06291 - Lt. Gen. Richard Taylor

“Action, prompt, vigorous action, is required. While we are deliberating the enemy is marching. King James lost three kingdoms for a mass. We may lose three States without a battle.” - C.S. Gen. Richard Taylor, Red River Campaign

Lt. Gen. Richard Taylor was the only son of the national hero of the Mexican–American War, General and President Zachary “Old Rough and Ready” Taylor. His late sister, Sarah, was C.S.A. President Jefferson Davis’s first wife. Taylor, a wealthy Louisiana planter, may not have attended West Point but he did attend Harvard and Yale.

Taylor gained practical experience serving with both Gen. Richard Ewell and Gen. Thomas “Stonewall” Jackson in the Shenandoah Valley, Va. On their first meeting, Jackson noted that Taylor didn’t seem to have any stragglers. "You must teach my people; they straggle badly”, requested Jackson. Later that evening Jackson questioned Taylor about his marching strategies. Both men were impressed with Taylor’s knowledge of military history, strategy and tactics. It was Jackson who recommended his promotion to Major General.

Aware that reading tales of battle was not the same as actual experience, Taylor “early adopted two customs, and adhered to them throughout the war. The first was to examine at every halt the adjacent roads and paths, their direction and condition; distances of nearest towns and cross-roads; the country, its capacity to furnish supplies, as well as general topography, etc., all of which was embodied in a rude sketch, with notes to impress it on memory. The second was to imagine while on the march an enemy before me to be attacked, or to be received in my position, and make the necessary dispositions for either contingency. My imaginary maneuvers were sad blunders, but I corrected them by experience drawn from actual battles, and can safely affirm that such slight success as I had in command was due to these customs.”

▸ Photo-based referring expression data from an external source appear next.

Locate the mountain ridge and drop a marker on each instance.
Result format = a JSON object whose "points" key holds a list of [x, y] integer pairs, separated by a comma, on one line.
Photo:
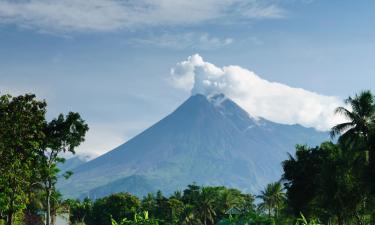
{"points": [[209, 140]]}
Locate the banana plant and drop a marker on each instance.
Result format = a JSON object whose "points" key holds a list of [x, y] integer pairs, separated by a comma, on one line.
{"points": [[137, 220], [303, 221]]}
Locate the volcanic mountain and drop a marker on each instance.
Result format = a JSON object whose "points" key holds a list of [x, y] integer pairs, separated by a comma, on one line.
{"points": [[207, 140]]}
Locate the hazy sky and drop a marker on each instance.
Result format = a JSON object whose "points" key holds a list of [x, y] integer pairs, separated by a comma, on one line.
{"points": [[111, 60]]}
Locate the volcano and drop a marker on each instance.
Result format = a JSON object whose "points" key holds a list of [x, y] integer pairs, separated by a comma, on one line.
{"points": [[207, 140]]}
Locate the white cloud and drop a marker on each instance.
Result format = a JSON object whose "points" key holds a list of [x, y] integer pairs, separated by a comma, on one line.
{"points": [[104, 137], [111, 15], [185, 40], [273, 101]]}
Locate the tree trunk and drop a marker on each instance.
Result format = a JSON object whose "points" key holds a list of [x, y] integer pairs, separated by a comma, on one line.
{"points": [[48, 201], [10, 218]]}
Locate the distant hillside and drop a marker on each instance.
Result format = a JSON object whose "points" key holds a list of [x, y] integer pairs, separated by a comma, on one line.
{"points": [[211, 141], [71, 164]]}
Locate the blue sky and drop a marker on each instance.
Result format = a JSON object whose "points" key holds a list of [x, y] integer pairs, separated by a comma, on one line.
{"points": [[110, 60]]}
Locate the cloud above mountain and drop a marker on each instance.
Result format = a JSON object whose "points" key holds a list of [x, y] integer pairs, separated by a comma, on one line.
{"points": [[111, 15], [271, 100]]}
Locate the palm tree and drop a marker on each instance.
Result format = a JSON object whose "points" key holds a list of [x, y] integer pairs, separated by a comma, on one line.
{"points": [[188, 216], [360, 120], [206, 206], [272, 198]]}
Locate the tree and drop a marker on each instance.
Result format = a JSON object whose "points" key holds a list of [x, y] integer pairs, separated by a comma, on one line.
{"points": [[299, 180], [272, 198], [205, 206], [63, 134], [360, 121], [189, 216], [79, 211], [118, 206], [22, 120]]}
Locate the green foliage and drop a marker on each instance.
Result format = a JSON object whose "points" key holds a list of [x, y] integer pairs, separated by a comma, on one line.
{"points": [[137, 220], [22, 120], [272, 198], [117, 206], [29, 152], [303, 221]]}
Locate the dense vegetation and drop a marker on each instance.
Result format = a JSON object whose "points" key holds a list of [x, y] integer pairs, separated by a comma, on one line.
{"points": [[329, 184]]}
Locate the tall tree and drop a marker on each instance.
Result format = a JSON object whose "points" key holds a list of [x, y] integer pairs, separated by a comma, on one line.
{"points": [[22, 120], [205, 207], [63, 134], [272, 198], [360, 118]]}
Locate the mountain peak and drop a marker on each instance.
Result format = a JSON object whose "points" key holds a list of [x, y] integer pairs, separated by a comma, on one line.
{"points": [[208, 139]]}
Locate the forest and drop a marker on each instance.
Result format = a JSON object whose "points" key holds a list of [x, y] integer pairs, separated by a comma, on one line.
{"points": [[332, 183]]}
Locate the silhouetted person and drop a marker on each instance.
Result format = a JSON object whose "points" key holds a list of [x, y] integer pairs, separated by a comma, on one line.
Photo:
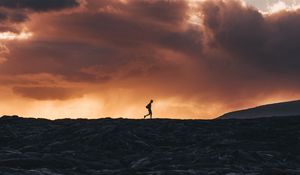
{"points": [[149, 109]]}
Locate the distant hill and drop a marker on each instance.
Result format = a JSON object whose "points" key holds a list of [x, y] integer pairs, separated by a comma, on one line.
{"points": [[291, 108]]}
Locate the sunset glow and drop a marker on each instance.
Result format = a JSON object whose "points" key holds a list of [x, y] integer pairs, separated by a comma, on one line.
{"points": [[195, 58], [14, 36]]}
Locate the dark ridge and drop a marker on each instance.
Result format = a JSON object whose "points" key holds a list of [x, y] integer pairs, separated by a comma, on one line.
{"points": [[291, 108], [161, 146]]}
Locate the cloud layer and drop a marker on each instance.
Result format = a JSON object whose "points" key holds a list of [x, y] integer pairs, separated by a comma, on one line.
{"points": [[198, 59]]}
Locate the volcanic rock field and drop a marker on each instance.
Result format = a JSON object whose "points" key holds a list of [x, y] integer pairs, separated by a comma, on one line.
{"points": [[265, 146]]}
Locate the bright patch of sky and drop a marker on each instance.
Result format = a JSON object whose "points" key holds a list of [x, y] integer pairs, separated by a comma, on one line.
{"points": [[274, 5]]}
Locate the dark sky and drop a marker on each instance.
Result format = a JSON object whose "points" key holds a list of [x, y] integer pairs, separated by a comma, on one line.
{"points": [[194, 58]]}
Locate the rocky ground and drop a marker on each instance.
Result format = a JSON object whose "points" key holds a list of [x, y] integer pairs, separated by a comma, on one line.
{"points": [[269, 146]]}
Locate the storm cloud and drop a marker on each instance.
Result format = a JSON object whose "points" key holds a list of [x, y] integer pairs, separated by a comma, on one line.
{"points": [[208, 56]]}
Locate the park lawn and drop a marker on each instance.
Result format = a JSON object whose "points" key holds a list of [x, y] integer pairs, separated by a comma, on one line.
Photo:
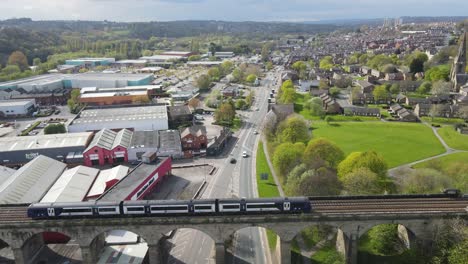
{"points": [[266, 188], [444, 161], [442, 120], [398, 143], [453, 138]]}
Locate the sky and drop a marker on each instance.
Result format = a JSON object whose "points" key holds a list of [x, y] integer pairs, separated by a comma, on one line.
{"points": [[227, 10]]}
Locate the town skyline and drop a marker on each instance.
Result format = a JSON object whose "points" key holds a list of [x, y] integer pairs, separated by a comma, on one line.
{"points": [[242, 10]]}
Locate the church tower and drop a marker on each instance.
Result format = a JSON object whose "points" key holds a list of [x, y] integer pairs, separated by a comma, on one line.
{"points": [[458, 76]]}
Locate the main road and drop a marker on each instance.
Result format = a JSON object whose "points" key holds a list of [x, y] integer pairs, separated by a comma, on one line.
{"points": [[237, 179]]}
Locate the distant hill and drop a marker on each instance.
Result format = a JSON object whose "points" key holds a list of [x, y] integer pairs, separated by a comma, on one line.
{"points": [[145, 30]]}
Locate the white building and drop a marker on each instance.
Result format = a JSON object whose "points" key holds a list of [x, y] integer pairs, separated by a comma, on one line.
{"points": [[10, 108], [134, 118]]}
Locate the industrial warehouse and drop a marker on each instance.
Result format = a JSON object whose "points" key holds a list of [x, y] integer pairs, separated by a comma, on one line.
{"points": [[23, 149], [137, 118]]}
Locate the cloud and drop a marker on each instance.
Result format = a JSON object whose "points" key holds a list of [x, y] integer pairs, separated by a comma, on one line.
{"points": [[232, 10]]}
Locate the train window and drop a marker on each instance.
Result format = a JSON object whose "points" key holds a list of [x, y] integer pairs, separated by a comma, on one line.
{"points": [[169, 208], [231, 206], [76, 210], [106, 209], [261, 205], [203, 207], [135, 209]]}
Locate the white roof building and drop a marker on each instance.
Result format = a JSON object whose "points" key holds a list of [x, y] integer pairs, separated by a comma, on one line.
{"points": [[72, 185], [138, 118], [106, 179], [31, 182]]}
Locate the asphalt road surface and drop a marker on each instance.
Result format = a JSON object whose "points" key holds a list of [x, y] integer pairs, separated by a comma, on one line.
{"points": [[192, 246]]}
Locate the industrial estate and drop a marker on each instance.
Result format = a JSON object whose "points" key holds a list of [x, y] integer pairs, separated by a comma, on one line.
{"points": [[248, 143]]}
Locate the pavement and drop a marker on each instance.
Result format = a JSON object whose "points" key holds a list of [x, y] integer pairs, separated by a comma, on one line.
{"points": [[238, 180]]}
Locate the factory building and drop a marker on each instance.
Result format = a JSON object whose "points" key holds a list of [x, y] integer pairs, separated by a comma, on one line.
{"points": [[139, 182], [17, 108], [108, 147], [90, 62], [31, 182], [105, 180], [20, 150], [71, 186], [142, 142], [139, 118], [106, 80]]}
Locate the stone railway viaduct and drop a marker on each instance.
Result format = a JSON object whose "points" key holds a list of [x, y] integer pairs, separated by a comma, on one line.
{"points": [[25, 238]]}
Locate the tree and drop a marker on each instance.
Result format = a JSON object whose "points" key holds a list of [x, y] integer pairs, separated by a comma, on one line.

Taylor’s self-imposed homework included refraining from “the most villainous habit” of cussing while giving orders. While fighting to regain Winchester, Va., “and, forgetting Jackson's presence, [Taylor] ripped out, ‘What the h—are you dodging for? If there is any more of it, you will be halted under this fire for an hour.’ The sharp tones of a familiar voice produced the desired effect, and the men looked as if they had swallowed ramrods; but I shall never forget the reproachful surprise expressed in Jackson's face. He placed his hand on my shoulder, said in a gentle voice, ‘I am afraid you are a wicked fellow,’ turned, and rode back to the pike”.